Internal Partial Combinatory Algebras and their Slices

TL;DR

This paper generalizes partial combinatory algebras (PCAs) to objects in regular categories, explores their categorical properties like products and slices, and introduces a 2-category framework with applicative morphisms.

Contribution

It extends the theory of PCAs to categorical contexts, explicitly describes constructions of products and slices, and develops a 2-category of PCAs with morphisms and adjoint criteria.

Findings

Categories of assemblies are closed under products and slicing.

Explicit constructions of products and slices of PCAs are provided.

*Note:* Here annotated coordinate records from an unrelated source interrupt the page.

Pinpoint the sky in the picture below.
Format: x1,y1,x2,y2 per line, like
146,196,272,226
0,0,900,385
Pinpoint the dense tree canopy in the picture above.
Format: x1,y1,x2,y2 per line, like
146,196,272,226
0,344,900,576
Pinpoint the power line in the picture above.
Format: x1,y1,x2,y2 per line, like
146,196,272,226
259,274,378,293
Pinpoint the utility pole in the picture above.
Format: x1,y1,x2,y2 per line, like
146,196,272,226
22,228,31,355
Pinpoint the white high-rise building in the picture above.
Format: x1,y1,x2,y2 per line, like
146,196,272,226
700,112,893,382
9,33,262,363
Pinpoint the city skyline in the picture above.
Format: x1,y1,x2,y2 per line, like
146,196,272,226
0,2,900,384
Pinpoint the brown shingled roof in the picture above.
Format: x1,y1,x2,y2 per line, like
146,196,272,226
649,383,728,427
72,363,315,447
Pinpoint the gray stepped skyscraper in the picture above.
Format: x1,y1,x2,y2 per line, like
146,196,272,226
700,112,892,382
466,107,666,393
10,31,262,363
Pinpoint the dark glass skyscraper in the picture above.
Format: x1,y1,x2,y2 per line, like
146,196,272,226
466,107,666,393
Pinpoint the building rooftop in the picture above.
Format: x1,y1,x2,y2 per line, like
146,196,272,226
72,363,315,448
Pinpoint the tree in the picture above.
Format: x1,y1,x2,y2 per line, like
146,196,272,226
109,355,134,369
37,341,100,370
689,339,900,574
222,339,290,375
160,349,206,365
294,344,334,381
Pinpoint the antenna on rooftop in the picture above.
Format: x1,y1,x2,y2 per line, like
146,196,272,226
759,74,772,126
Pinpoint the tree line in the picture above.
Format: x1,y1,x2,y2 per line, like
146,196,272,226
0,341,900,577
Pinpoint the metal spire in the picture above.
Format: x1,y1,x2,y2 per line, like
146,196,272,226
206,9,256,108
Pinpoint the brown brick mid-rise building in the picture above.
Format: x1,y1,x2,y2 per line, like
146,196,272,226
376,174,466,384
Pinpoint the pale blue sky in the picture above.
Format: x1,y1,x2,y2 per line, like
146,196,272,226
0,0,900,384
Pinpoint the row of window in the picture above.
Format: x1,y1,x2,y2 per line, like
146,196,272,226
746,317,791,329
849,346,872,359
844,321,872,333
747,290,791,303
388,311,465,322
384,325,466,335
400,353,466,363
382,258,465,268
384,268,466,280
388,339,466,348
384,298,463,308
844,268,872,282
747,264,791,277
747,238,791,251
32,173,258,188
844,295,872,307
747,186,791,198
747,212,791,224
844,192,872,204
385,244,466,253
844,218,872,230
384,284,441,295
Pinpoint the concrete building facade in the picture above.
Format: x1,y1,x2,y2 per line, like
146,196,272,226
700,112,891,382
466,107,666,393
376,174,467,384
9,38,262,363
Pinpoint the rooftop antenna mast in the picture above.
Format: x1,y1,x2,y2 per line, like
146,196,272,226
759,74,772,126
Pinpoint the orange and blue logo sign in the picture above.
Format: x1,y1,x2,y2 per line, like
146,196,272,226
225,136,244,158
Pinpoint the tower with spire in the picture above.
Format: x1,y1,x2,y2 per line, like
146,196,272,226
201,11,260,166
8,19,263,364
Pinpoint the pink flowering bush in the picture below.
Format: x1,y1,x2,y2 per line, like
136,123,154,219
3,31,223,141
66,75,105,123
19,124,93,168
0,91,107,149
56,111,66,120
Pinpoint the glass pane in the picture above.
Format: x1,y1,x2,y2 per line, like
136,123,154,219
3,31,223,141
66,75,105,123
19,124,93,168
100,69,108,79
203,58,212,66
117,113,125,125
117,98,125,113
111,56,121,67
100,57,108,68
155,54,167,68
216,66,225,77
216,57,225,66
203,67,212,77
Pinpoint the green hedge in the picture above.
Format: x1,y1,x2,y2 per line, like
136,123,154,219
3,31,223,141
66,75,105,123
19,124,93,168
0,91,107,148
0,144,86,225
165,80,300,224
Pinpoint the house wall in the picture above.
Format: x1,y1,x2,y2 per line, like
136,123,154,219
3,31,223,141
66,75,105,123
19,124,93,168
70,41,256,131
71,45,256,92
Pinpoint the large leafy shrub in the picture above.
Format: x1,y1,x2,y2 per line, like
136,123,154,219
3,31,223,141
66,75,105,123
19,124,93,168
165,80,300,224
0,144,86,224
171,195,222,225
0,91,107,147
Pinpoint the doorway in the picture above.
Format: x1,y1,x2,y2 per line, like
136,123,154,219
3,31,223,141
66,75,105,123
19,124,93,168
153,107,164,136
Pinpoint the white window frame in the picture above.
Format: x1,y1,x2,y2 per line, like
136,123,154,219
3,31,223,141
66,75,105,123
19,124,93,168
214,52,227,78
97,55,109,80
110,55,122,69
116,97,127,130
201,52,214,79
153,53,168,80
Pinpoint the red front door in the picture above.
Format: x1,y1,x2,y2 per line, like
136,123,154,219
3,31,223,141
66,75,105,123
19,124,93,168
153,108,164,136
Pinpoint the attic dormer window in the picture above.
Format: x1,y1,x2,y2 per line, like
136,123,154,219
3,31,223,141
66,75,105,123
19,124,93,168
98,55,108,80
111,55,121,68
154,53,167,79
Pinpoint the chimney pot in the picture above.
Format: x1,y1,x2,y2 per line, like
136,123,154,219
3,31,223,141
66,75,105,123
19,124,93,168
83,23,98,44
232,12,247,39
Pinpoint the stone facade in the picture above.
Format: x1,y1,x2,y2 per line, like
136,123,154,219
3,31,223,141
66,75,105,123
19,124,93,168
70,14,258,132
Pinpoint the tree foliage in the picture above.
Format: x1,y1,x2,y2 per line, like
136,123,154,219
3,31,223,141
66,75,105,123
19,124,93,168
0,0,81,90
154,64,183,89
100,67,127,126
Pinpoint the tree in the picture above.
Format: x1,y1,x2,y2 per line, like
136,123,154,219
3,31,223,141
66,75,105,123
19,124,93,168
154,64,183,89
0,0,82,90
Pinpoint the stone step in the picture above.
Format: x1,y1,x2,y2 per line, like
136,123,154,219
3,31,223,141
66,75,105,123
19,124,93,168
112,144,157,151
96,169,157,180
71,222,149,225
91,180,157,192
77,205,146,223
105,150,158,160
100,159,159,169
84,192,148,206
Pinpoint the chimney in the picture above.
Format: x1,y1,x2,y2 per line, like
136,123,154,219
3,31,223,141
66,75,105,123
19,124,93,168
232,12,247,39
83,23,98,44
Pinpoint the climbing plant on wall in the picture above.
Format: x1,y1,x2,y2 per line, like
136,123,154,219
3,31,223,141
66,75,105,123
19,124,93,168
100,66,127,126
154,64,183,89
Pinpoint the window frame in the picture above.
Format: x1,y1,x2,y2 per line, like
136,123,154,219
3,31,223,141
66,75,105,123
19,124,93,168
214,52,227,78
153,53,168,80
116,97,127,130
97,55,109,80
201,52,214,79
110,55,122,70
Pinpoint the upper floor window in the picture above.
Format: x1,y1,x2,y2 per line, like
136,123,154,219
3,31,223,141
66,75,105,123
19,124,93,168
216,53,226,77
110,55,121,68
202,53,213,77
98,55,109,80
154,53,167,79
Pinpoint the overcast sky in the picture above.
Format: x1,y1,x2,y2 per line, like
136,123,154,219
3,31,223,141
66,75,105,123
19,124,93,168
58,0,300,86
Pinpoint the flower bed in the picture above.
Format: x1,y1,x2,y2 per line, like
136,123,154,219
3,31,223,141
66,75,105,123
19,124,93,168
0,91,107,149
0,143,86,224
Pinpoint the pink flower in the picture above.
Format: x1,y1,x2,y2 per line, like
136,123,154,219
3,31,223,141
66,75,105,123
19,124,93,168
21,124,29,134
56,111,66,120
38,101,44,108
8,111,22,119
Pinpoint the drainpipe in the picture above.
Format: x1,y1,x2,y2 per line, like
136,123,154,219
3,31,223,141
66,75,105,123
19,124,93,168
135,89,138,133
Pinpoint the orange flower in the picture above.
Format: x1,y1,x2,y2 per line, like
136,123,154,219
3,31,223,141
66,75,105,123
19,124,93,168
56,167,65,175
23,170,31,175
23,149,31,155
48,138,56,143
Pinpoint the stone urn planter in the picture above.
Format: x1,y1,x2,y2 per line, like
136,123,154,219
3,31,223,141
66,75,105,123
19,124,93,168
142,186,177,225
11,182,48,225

A 2-category of PCAs with generalized applicative morphisms is established.

Abstract

A partial combinatory algebra (PCA) is a set equipped with a partial binary operation that models a notion of computability. This paper studies a generalization of PCAs, introduced by W. Stekelenburg, where a PCA is not a set but an object in a given regular category. The corresponding class of categories of assemblies is closed both under taking small products and under slicing, which is to be contrasted with the situation for ordinary PCAs. We describe these two constructions explicitly at the level of PCAs, allowing us to compute a number of examples of products and slices of PCAs. Moreover, we show how PCAs can be transported along regular functors, enabling us to compare PCAs constructed over different base categories. Via a Grothendieck construction, this leads to a (2-)category whose objects are PCAs and whose arrows are generalized applicative morphisms. This category has small products, which correspond to the small products of categories of assemblies, and it has finite coproducts in a weak sense. Finally, we give a criterion when a functor between categories of assemblies that is induced by an applicative morphism has a right adjoint, by generalizing the notion of computational density introduced by P. Hofstra and J. van Oosten.